Data Science is one of the fastest-growing, trending tech career tracks. With such a huge demand for the role, a lot of professionals and graduates are trying to step into this field to quench the demand and build lucrative careers. But with so many options around, it can be over whelming to take the perfect first step into the field of data science. In this article, we will look at all the technical and non-technical prerequisites to kickstart a career in Data Science.

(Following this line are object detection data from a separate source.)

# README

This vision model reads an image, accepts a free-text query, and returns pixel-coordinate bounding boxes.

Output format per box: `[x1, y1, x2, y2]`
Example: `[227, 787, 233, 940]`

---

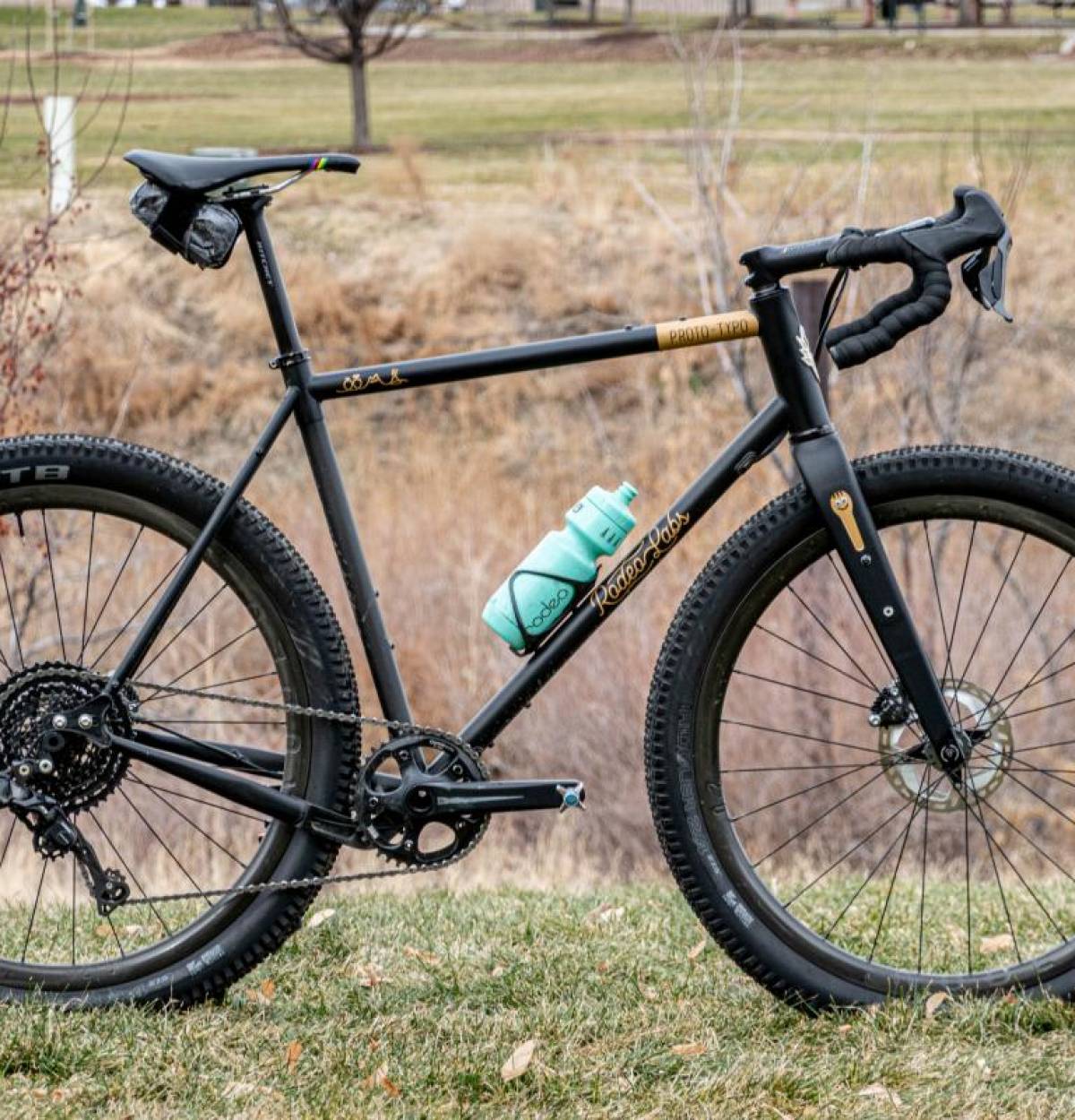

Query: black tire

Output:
[645, 447, 1075, 1009]
[0, 435, 359, 1007]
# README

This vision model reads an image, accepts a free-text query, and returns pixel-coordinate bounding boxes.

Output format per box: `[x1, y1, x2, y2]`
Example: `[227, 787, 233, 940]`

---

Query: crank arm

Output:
[408, 778, 586, 816]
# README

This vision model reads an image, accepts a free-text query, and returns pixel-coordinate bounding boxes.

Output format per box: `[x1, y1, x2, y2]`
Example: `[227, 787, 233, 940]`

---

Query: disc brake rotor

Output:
[878, 680, 1015, 814]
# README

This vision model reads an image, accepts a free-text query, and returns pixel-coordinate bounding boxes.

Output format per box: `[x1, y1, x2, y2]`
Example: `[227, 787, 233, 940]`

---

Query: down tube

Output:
[460, 398, 787, 747]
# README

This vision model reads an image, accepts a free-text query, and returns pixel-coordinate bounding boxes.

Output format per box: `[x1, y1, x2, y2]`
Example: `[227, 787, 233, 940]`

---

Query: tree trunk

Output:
[350, 46, 370, 151]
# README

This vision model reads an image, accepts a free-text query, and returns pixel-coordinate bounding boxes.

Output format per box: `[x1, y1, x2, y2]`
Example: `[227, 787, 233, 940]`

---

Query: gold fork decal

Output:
[829, 491, 865, 552]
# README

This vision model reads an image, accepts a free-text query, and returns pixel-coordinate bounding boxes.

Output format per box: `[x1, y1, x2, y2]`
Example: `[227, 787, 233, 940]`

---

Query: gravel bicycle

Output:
[0, 144, 1075, 1008]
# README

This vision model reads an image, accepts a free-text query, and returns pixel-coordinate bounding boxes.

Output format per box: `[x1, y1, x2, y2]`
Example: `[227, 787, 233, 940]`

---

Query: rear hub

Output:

Prerequisites for Becoming a Data Scientist
To become a successful Data Scientist, you need to be proficient in several technical and non-technical skills, some of which are vital to become a Data Scientist, while the others are good to have and will make your life as a Data Scientist easier. Different job roles determine the level of skill-specific proficiency you need to possess.
1. Academic Prerequisites
To become a successful Data Scientist, you need an undergraduate or a postgraduate degree in Computer Science, Mathematics, Statistics, Business Information Systems, Information Management, or any other similar field. This will form a strong foundation for your Data Science career and help you gain the essential skills for processing and analyzing data, and make you capable of stepping into the Data Science industry. By pursuing a degree in any of these fields, you will be exposed to required skills like Coding, Data Structures & Algorithms, Exploratory Data Analysis, Data Visualization, Business Acumen & Business Intelligence, Data Warehousing & Mining, Machine Learning, Model Selection & Evaluation, Predictive Analysis, Scholastic Models, Optimization Techniques, Matrix Computations, and Statistics. The most common degrees that Data Scientists have are Statistics and Mathematics (32%), Business and Economics (21%), Computer Science (19%), and Engineering (16%).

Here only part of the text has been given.